Change 484299 merged by jenkins-bot:
[mediawiki/extensions/WikimediaEvents@master] GrowthExperiments: Log visits to parent page of help desk

https://gerrit.wikimedia.org/r/484299

Etonkovidova closed this task as Resolved.Jan 18 2019, 12:57 AM
Etonkovidova claimed this task.
Etonkovidova updated the task description. (Show Details)
Etonkovidova moved this task from QA to Epics In Progress on the Growth-Team (Current Sprint) board.

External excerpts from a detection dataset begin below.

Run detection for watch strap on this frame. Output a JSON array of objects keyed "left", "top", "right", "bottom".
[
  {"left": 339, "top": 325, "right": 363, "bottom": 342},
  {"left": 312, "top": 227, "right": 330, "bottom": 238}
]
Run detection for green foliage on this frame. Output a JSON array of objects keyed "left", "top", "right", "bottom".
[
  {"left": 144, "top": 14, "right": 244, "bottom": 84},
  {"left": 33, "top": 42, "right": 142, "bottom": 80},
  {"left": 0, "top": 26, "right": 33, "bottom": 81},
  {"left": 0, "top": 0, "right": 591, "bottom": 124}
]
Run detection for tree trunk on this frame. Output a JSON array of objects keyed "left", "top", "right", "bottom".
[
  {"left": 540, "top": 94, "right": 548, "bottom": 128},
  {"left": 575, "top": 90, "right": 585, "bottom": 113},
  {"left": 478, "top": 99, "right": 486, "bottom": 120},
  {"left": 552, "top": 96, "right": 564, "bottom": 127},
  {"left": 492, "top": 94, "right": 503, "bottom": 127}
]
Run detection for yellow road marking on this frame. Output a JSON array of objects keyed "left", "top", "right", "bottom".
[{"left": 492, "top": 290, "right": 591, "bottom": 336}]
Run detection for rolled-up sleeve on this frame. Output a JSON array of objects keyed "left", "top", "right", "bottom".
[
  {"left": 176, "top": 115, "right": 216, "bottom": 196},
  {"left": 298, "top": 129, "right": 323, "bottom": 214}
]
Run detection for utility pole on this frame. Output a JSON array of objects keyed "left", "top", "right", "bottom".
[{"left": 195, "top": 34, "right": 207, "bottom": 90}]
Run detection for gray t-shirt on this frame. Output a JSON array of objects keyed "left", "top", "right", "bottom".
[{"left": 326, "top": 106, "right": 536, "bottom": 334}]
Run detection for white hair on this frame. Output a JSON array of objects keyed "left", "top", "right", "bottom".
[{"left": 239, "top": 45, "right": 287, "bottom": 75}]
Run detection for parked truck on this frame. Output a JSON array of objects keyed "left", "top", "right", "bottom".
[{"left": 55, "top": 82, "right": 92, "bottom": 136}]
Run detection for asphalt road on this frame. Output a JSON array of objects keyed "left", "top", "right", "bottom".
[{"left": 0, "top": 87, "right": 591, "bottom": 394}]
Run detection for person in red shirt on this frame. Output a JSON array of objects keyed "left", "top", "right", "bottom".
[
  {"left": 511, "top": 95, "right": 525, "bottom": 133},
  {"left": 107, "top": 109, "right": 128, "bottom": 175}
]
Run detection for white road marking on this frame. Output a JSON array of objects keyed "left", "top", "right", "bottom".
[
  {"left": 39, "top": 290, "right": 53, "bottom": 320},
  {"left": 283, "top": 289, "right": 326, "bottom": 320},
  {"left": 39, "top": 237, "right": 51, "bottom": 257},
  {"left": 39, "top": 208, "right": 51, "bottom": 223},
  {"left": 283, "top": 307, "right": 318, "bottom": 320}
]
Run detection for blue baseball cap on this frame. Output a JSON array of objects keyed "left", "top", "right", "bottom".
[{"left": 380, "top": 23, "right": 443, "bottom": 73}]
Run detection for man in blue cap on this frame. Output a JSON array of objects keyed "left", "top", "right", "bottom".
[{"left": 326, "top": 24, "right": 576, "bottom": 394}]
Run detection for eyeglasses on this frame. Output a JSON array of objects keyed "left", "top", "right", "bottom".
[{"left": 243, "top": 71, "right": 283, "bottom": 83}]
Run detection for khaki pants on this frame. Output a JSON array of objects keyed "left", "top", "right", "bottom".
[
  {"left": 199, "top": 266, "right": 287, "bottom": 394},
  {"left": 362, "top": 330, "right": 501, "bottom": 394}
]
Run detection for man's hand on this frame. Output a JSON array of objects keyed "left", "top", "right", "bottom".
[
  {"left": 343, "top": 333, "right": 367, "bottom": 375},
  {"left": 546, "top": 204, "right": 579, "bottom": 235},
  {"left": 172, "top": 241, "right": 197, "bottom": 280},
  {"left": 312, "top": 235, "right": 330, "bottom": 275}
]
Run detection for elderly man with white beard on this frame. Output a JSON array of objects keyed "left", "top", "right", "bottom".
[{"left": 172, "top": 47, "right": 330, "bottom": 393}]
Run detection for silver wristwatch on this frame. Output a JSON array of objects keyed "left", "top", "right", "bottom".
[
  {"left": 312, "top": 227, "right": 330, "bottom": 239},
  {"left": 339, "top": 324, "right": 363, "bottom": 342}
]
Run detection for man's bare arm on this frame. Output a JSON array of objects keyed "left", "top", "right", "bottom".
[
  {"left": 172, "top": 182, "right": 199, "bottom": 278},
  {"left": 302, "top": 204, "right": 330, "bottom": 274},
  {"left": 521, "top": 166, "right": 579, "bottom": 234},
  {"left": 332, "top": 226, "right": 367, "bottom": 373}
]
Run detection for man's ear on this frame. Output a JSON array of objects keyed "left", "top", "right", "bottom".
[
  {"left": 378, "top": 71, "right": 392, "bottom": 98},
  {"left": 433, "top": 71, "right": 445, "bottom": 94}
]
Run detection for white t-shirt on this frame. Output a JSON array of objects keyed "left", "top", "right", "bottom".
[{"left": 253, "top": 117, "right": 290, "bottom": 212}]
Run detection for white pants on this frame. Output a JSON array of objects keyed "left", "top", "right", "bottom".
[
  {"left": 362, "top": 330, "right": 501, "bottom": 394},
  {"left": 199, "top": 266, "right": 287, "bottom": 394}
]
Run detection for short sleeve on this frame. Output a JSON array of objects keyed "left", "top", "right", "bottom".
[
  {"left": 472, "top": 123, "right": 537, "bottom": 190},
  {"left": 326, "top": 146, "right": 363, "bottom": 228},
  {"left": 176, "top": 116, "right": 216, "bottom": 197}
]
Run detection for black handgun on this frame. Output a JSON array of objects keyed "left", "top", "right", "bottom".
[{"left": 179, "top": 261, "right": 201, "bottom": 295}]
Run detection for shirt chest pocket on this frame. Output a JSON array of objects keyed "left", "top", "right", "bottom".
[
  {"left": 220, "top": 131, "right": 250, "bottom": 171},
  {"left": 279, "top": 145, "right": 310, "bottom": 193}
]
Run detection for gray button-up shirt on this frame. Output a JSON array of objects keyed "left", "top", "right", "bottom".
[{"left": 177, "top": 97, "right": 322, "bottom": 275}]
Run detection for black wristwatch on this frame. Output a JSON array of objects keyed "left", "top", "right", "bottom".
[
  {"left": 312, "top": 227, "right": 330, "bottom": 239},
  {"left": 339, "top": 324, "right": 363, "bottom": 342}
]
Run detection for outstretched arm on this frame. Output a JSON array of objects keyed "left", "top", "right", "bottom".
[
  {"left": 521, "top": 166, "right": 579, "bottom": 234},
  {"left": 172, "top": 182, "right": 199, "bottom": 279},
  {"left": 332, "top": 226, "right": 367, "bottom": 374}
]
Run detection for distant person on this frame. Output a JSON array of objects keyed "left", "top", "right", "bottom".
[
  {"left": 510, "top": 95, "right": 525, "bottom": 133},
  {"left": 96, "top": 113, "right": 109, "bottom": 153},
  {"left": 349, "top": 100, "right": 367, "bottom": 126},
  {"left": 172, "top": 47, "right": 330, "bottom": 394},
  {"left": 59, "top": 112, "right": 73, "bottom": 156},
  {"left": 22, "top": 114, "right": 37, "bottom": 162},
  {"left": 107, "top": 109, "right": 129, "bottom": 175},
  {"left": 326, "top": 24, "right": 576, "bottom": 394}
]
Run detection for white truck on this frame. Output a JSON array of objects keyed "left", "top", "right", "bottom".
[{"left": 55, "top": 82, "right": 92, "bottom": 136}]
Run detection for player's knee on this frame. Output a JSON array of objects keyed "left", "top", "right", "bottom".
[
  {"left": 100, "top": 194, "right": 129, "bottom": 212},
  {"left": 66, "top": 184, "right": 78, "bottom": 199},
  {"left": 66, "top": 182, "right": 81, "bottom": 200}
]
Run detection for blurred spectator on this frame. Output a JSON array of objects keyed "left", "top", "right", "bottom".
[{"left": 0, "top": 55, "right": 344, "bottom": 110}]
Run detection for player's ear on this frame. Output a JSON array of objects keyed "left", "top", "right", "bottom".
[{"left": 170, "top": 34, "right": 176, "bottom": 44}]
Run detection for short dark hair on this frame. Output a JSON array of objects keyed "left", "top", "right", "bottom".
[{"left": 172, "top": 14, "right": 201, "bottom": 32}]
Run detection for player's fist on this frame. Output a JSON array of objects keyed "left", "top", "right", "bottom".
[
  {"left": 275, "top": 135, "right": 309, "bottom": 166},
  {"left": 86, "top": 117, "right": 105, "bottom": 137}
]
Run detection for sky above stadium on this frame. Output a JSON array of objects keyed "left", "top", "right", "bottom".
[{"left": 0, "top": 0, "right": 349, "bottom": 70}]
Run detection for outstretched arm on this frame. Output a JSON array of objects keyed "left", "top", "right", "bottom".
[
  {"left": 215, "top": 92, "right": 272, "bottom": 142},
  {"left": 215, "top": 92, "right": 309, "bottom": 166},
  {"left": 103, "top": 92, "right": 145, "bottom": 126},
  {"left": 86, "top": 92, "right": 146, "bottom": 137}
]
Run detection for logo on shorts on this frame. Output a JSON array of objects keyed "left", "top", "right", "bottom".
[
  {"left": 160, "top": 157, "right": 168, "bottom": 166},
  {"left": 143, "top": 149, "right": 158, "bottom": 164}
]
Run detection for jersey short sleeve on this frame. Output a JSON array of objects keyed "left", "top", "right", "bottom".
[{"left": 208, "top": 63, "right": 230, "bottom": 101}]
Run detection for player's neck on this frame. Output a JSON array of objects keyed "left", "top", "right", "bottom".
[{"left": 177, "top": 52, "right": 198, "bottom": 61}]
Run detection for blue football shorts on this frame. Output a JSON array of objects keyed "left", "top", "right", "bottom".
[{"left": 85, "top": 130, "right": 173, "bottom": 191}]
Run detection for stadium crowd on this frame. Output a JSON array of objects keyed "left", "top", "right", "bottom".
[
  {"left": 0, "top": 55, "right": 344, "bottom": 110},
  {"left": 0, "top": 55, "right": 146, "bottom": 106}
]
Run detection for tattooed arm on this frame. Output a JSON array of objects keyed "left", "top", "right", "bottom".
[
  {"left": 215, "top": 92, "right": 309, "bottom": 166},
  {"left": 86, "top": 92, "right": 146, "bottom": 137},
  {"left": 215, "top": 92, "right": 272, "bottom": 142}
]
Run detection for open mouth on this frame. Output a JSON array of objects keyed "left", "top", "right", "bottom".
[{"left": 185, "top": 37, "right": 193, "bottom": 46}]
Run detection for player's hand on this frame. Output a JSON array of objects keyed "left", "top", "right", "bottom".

After another restart of betalabs mysql (thx, @nettrom_WMF ) the EditorJourney table got updated.
(1)
The user ET109 was created on Jan03/2109

MariaDB [enwiki]> select user_id, user_name,user_registration from user where  user_name='ET109';
+---------+-----------+-------------------+
| user_id | user_name | user_registration |
+---------+-----------+-------------------+
|   15846 | ET109     | 20190103231757    |
+---------+-----------+-------------------+
1 row in set (0.00 sec)

The last visit to the Help Panel was recorded on Jan16/2019:

MariaDB [log]> select event_page_title,max(timestamp), event_user_id  from EditorJourney_18504997 where event_user_id=15846  and  event_page_title='Wikipedia:Help desk' ;
+---------------------+----------------+---------------+
| event_page_title    | max(timestamp) | event_user_id |
+---------------------+----------------+---------------+
| Wikipedia:Help desk | 20190116164644 |         15846 |
+---------------------+----------------+---------------+
1 row in set (0.00 sec)

(2) Regarding the following

Implement a solution for tracking the primary kowiki help desk page in addition to its monthly archive pages.

The data will be checked in production kowiki as a part of ongoing data analytical work.